Diversity “Dividends”

Apart from age, “dividends” are also thought to be gained from increases to gender and racial diversity in the business environment, called the “diversity dividend”. Again, these aren’t conventional dividends, but rather this time they are increases to the likelihood of a particular company overperforming compared to its peers, based on its relative diversity. The Western institutions of the Harvard Business Review and McKinsey Consulting have reported extensively on these benefits, but to be clear, the vast majority of the associated research is heavily based on European and American enterprises, so there is significantly less empirical evidence of the legitimacy of these claims as they pertain to Asia-based companies, and the specificities of Asian cultural issues they’re immersed in. Nonetheless, the boost in a company’s overperformance due to relatively high gender and racial diversity is founded in the accumulation of differing viewpoints, histories and cultures that enable a firm to more nimbly (read: profitably) navigate changing commercial circumstances for economic success. This logic appears sound irrespective of where and within which companies it is occurring throughout the world. The more females and minorities represented in a business, in particular in its executive halls, the better prepared is that business for navigating uncertainty. In other words, diversity makes companies more capable of gaining from disorder; this is the definition of antifragility.

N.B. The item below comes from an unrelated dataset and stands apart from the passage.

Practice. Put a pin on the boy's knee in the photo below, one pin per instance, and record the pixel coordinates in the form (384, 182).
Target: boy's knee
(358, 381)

As we, as investors, scrutinize company boards and executives for key insight about potential growth and value, we would be wise to weigh diversity heavily into our capital allocation decisions. Because nation-states don’t compile and distribute workforce ethnic diversity data, we must look into these notions individually, and for each distinct enterprise we peer into. National-level policymaking can substantially alter immigration standards and enhance or constrict the flow of intelligent and diverse workforce participants across a country’s borders. As we discussed in the DEC.23 Geopolitics article, the current thrust of most major economies is towards ally-based cooperation and mutual benefit, not isolationism. But, things can change quickly.

And remember, the diversity dividend is not a cash return, it’s an intra-enterprise infrastructural boost and enhancer of capitalism decision-making. We find [DEC.23 Squad Asset #2] to be a more-compelling agent of diversity, strongly positioned to weather storms in the intermediate term.